Email Data Visualization

Basic Information

This is a Data Visualization project from China Vis 2016 Challenge 2.
The task is to analyze emails from a company, including inner and outer ones. Here, three different aspects, employee, email and business are considered.



For data cleaning and processing, we use python here, because there are lots of libraries useful for this task, such as ntlk, panda, etc.
We also use Django to build a simple project, so we can deploy more easily.
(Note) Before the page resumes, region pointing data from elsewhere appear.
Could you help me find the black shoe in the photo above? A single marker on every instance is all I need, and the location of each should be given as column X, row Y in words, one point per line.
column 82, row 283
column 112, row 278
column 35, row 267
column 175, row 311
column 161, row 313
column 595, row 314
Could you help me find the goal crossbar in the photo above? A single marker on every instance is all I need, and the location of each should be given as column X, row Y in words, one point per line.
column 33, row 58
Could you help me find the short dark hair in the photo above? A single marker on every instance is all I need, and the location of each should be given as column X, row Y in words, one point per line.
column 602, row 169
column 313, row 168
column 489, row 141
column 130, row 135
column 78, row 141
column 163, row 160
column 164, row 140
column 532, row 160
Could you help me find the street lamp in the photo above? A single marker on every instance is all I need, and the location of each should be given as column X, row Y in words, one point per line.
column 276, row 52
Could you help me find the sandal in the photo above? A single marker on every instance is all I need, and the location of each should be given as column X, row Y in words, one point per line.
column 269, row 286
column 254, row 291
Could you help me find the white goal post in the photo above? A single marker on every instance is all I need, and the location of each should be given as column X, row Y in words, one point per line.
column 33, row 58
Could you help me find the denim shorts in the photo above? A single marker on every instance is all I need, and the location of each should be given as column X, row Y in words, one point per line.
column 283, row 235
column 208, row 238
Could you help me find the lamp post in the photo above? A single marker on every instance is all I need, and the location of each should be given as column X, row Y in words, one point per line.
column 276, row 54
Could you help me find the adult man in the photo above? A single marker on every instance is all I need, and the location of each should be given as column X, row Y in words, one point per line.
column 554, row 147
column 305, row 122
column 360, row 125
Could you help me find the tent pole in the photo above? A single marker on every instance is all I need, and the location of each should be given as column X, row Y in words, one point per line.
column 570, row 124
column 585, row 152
Most pages are implemented with D3.js. Simply go to the website and you will find something interesting and powerful.

Employee Analysis

Emails Count & Time Frequency

alt image
In the above figure, the left half represents the number of emails and people, each of which is separated into received (in) and sent (out). We use the radius of the circle to show the number respectively.
Meanwhile, we can click the sort button to sort the data according to a certain category. From this, we can conclude how important an employee is, as leaders are more likely to deal with a large number of emails.
We can see an employee's habit by clicking the name. In the right half, the distribution of time that employees send emails are drawn.


alt image
We use a graph to show the relationships between top employees, while the radius of the circle shows the number of emails.
We also apply a bullet chart to tell the percentage of emails from out of the company and compare it with the average value. In this way, we can know who is possibly responsible for inner or outer issues. You can get the bullet char by clicking a node in the graph.

Emails Analysis

Domain count

alt image
We simply count the number of different outer domains, which reflect the companies that the company is connected with and it may show the business. Hover on the pie graph and read the real value of each part.


alt image
We analyze the text of subjects and the main body to get some keywords. And then we classify emails into 30 categories, which belong to either work emails or life mails. As a result, we can know the main business of the company and the life habits of employees.

Business Analysis

Number over Time

alt image
A line chart that customized with time and type of emails is used. You can use the slider bar to choose a time to be shown.
From the line chart, we can figure out when the company grew fast and fell down.

Keywords Cloud

alt image
Similarly, you can choose time here, but you can choose to show top words or newly added words so as to analyze the most important and new business of a certain period.
alt image
By changing Keywords to Subjects, we can see the top subjects of the period.

Keywords Heatmap

alt image
From former tasks, we have got top keywords for business. Therefore, we draw a heat map of top keywords against time to show the development of the business.